Christine Royles of South Portland, Maine, was diagnosed with lupus in December 2013, the Portland Press Herald reported, and shortly after learned her kidneys were failing. After enrolling on the 100,000-patient long list in need of a transplant, Royles began writing messages on the back of her car, asking for donors with the right blood type.
"I hate taking chances like that. That's why I made it my mission to find a kidney and advertise like that," the 24-year-old told WGME.
In December 2014, one of her posts that mentioned Royles having a 2-year-old son caught the attention of Josh Dall-Leighton and his wife, Ashley. The couple immediately sent Royles a text message offering Josh to be her donor.
"I just looked at my wife and said, 'I have to try,'" Josh told the Portland Press Herald. "I think it was the fact that I have three kids of my own, and that really resonated with me. If [my wife] needed a kidney and I couldn’t provide for her, I would hope that somebody else would kind of step up and help her out."
After he contacted her, Royles connected Josh with the Maine Medical Center’s Transplant Program, which confirmed him a match in February.

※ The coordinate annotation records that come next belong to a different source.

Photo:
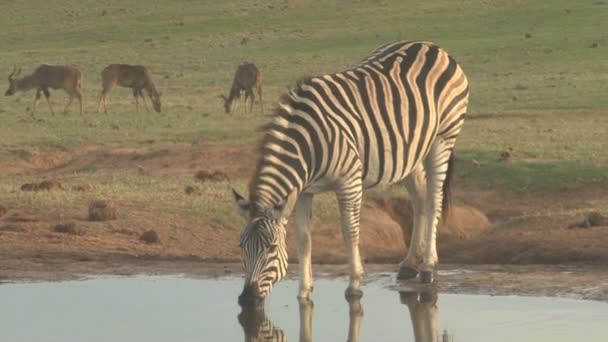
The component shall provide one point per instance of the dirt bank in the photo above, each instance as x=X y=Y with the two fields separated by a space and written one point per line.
x=481 y=229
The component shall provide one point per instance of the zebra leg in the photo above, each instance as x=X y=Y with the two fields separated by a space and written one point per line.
x=436 y=166
x=423 y=313
x=349 y=201
x=306 y=311
x=302 y=219
x=355 y=314
x=416 y=188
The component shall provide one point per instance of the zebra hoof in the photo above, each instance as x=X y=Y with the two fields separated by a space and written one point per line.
x=428 y=296
x=406 y=273
x=353 y=294
x=426 y=277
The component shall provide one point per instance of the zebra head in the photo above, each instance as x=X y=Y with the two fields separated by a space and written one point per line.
x=263 y=246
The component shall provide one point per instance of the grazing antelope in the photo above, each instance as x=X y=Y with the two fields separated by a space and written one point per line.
x=47 y=77
x=247 y=76
x=135 y=77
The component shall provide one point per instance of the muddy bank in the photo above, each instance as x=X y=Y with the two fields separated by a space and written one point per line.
x=572 y=281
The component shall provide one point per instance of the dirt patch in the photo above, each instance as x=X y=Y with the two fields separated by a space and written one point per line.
x=67 y=228
x=11 y=227
x=46 y=185
x=593 y=219
x=211 y=176
x=463 y=222
x=46 y=160
x=82 y=188
x=192 y=190
x=103 y=210
x=150 y=236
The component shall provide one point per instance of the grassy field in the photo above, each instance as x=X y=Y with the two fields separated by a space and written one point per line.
x=538 y=73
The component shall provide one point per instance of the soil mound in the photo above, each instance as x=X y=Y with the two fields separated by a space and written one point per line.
x=102 y=210
x=48 y=185
x=462 y=222
x=211 y=176
x=67 y=228
x=150 y=236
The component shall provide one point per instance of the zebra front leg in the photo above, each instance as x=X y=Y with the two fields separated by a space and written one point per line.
x=306 y=310
x=303 y=219
x=416 y=188
x=349 y=201
x=355 y=314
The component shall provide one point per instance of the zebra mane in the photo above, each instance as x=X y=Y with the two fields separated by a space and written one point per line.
x=281 y=111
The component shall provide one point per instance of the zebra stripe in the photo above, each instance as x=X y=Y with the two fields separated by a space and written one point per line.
x=395 y=114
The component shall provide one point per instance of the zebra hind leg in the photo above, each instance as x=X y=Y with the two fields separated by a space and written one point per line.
x=349 y=201
x=437 y=169
x=416 y=188
x=302 y=219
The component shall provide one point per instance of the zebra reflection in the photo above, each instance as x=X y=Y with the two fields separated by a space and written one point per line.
x=423 y=313
x=257 y=326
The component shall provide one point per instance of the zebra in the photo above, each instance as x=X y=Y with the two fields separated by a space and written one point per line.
x=392 y=118
x=257 y=327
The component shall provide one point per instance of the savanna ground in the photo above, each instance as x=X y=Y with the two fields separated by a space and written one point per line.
x=531 y=160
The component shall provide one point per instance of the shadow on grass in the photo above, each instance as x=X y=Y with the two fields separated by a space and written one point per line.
x=485 y=169
x=499 y=116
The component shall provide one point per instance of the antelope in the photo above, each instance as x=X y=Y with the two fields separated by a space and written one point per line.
x=247 y=76
x=135 y=77
x=47 y=77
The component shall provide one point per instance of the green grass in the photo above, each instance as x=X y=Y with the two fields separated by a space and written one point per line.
x=538 y=86
x=153 y=194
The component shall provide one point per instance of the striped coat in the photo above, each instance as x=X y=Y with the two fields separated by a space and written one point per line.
x=393 y=117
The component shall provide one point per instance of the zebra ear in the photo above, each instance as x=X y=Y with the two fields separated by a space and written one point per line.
x=283 y=209
x=242 y=205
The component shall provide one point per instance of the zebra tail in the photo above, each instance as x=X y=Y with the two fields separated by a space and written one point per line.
x=447 y=191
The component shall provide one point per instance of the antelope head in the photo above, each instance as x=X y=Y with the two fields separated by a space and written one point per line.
x=12 y=84
x=155 y=98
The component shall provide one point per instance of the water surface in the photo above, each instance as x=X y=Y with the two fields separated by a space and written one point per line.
x=172 y=308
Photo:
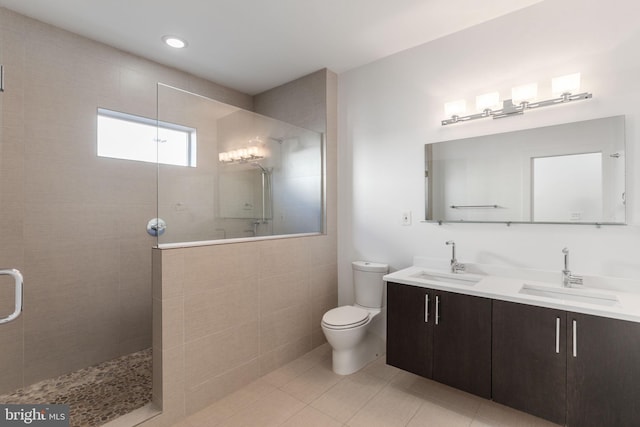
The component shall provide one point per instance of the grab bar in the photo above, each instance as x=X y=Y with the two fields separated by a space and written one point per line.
x=17 y=277
x=474 y=206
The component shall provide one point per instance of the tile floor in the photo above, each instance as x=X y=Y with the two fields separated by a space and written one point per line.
x=96 y=394
x=306 y=393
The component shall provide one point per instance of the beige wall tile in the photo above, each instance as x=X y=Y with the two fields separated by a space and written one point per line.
x=172 y=332
x=212 y=355
x=221 y=308
x=11 y=356
x=282 y=291
x=283 y=326
x=203 y=394
x=271 y=360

"I started crying," Royles said, "because, oh, my God, I can’t believe he’s gonna do this for me."
Currently, Royles works shifts at Applebee’s, only to come home and hook up to a dialysis machine for 10 hours. After the transplant surgery, she hopes to have a very different schedule and life.
The surgery is scheduled for May. Because she knows it will put Josh, a corrections officer, out of work for recovery, Royles is organizing a pancake breakfast to raise money for the Dall-Leightons and their three kids. A GoFundMe has also been set up to benefit the family of five.
“It’s really amazing because he has three kids, he’s the sole provider,” Ashley told Today.com of her husband. “He’s got a young family and he’s just going to take time off to do something for a random person -- I think it’s pretty crazy.”